Wagner |
So, to sum up, Scott Wagner attributes climate change to all the hot sweaty people on Earth. And he believes the earth is moving closer to the Sun.
It feels like it in August.
At one of his campaign stops, Rose Strauss, a young woman studying Earth Sciences asked Wagner, "You've said that climate change is a result of people's body heat, and are refusing to take action on the issue. Does this have anything to do with the $200,000 that you have taken from the fossil fuel industry?"
And Wagner's answer came back:
"Well, I appreciate you being here. You're 18 years old. You know, you're a little young and naive. But are we here to elect a governor or elect a scientist? Okay? I'm here to be the governor. I appreciate - and I understand - the question. But I have one for you, Rose."
And then he went on to discuss water quality of the Susquehanna River, without posing the promised question.

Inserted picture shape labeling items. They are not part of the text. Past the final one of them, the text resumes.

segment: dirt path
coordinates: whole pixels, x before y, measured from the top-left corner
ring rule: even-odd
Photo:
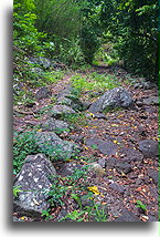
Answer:
[[[94,70],[99,73],[109,71],[105,68]],[[52,94],[57,95],[62,92],[70,80],[71,75],[66,75],[53,85]],[[127,85],[128,87],[134,93],[134,100],[158,95],[157,89],[142,90]],[[84,100],[83,94],[82,100]],[[28,111],[33,112],[35,107],[40,111],[50,104],[51,99],[45,99]],[[82,161],[84,159],[85,163],[85,157],[89,157],[90,162],[96,162],[105,168],[106,175],[93,175],[90,184],[97,186],[104,195],[100,202],[107,206],[108,221],[114,221],[120,215],[127,218],[126,216],[130,215],[127,212],[134,215],[132,220],[128,221],[137,221],[137,217],[142,221],[157,221],[158,158],[142,158],[138,147],[139,141],[158,141],[158,106],[145,105],[139,106],[137,111],[108,112],[105,117],[95,117],[88,111],[84,113],[87,114],[87,125],[82,125],[79,132],[72,132],[65,140],[72,141],[71,136],[83,135],[83,142],[78,142],[83,147]],[[46,115],[38,117],[34,112],[23,116],[15,114],[14,130],[23,131],[29,125],[32,128],[46,118]],[[103,145],[102,141],[104,141]],[[109,150],[107,145],[110,146]],[[137,207],[137,200],[146,205],[147,212]]]

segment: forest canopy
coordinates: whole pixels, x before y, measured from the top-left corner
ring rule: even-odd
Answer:
[[[98,55],[110,64],[122,60],[129,72],[158,78],[156,0],[14,0],[13,18],[17,53],[45,55],[70,66],[92,64]]]

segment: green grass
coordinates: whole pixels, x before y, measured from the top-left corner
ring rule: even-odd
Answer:
[[[110,74],[89,73],[86,76],[81,74],[72,78],[72,85],[81,92],[84,91],[106,91],[120,85],[117,78]]]

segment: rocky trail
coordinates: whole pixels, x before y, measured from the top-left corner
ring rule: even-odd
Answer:
[[[40,147],[45,150],[46,142],[53,147],[61,145],[61,159],[49,162],[43,155],[30,155],[15,176],[14,186],[21,186],[23,192],[14,198],[14,221],[45,221],[40,214],[49,208],[47,195],[38,195],[34,189],[41,190],[43,185],[50,189],[49,174],[58,175],[61,185],[66,184],[63,177],[87,165],[87,187],[81,194],[75,189],[83,206],[89,206],[90,199],[83,196],[90,187],[95,202],[107,214],[107,221],[158,221],[158,87],[143,79],[126,83],[127,73],[121,69],[95,66],[87,73],[94,71],[116,74],[122,90],[115,90],[113,95],[105,92],[105,96],[104,92],[88,90],[77,99],[72,94],[72,74],[66,74],[56,84],[33,91],[35,103],[14,107],[14,131],[36,127]],[[77,178],[77,183],[81,185],[84,179]],[[26,192],[29,188],[33,192]],[[72,184],[63,196],[64,205],[58,203],[50,209],[50,221],[78,209],[71,190]],[[82,221],[87,221],[87,214],[82,215]]]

Talk like that reminds me of the good old days of 1970, when Richard Nixon nominated a third-rate jurist to the Supreme Court.

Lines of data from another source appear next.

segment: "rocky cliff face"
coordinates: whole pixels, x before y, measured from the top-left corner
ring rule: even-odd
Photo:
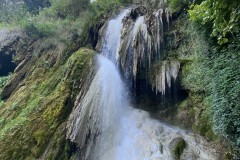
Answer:
[[[2,30],[0,40],[0,56],[14,56],[17,65],[1,92],[0,159],[69,159],[74,145],[65,139],[66,121],[87,91],[95,51],[73,44],[34,55],[39,41],[18,30]]]

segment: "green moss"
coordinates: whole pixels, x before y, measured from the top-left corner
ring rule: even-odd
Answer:
[[[24,85],[1,103],[0,159],[34,160],[46,150],[46,159],[68,159],[64,122],[79,92],[74,86],[86,81],[94,55],[82,48],[47,70],[41,62],[33,66]]]
[[[181,139],[174,148],[174,156],[177,160],[180,160],[180,157],[183,154],[185,148],[186,142],[183,139]]]

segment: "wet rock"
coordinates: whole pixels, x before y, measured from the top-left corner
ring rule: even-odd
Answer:
[[[186,142],[182,137],[174,138],[170,144],[169,144],[169,150],[171,151],[172,156],[176,160],[181,159],[181,155],[184,152],[184,149],[186,148]]]

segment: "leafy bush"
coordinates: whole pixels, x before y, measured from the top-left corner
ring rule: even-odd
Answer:
[[[0,88],[4,87],[9,79],[9,76],[7,77],[0,77]]]
[[[48,37],[55,32],[55,23],[26,19],[23,21],[23,28],[26,34],[34,39]]]
[[[189,10],[190,19],[200,26],[208,27],[212,37],[218,44],[238,41],[240,1],[204,0],[201,4],[192,5]]]
[[[0,3],[0,23],[14,23],[20,21],[27,14],[22,1],[4,0]]]
[[[187,7],[189,0],[170,0],[170,8],[172,12],[179,12],[183,8]]]
[[[240,53],[223,50],[214,58],[213,128],[223,137],[240,146]]]

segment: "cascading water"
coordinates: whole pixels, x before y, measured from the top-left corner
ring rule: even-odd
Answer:
[[[122,20],[129,12],[124,10],[108,23],[102,55],[96,58],[96,75],[68,122],[68,138],[84,152],[78,159],[172,160],[179,139],[187,144],[182,159],[217,159],[214,149],[201,137],[162,124],[131,107],[117,68]],[[176,78],[175,71],[169,71],[168,76]]]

(The more you learn about history, the more you see it repeating itself, you know what I'm saying to you here?)
The Supremes |
Hruska |
Even if he were mediocre, there are a lot of mediocre judges and people and lawyers. They are entitled to a little representation, aren't they, and a little chance? We can't have all Brandeises, Frankfurters and Cardozos.

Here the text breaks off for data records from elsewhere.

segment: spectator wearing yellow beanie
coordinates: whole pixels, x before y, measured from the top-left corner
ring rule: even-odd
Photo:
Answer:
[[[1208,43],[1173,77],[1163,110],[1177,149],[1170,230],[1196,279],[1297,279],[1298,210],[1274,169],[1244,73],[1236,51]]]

It may well have been that people in power felt that way for years and years, but not until Hruska admitted it did one of the 100 people in the US Senate come out and admit that Velveeta was just as good as Stilton, a couple of kids with harmonicas were up there with a Haydn string quartet, and a cheap backstreet affair was a parallel to true love.
Mediocrity is its own punishment, and not to be settled for if at all possible. No, we can't always have the best, but we suffer for not striving for it.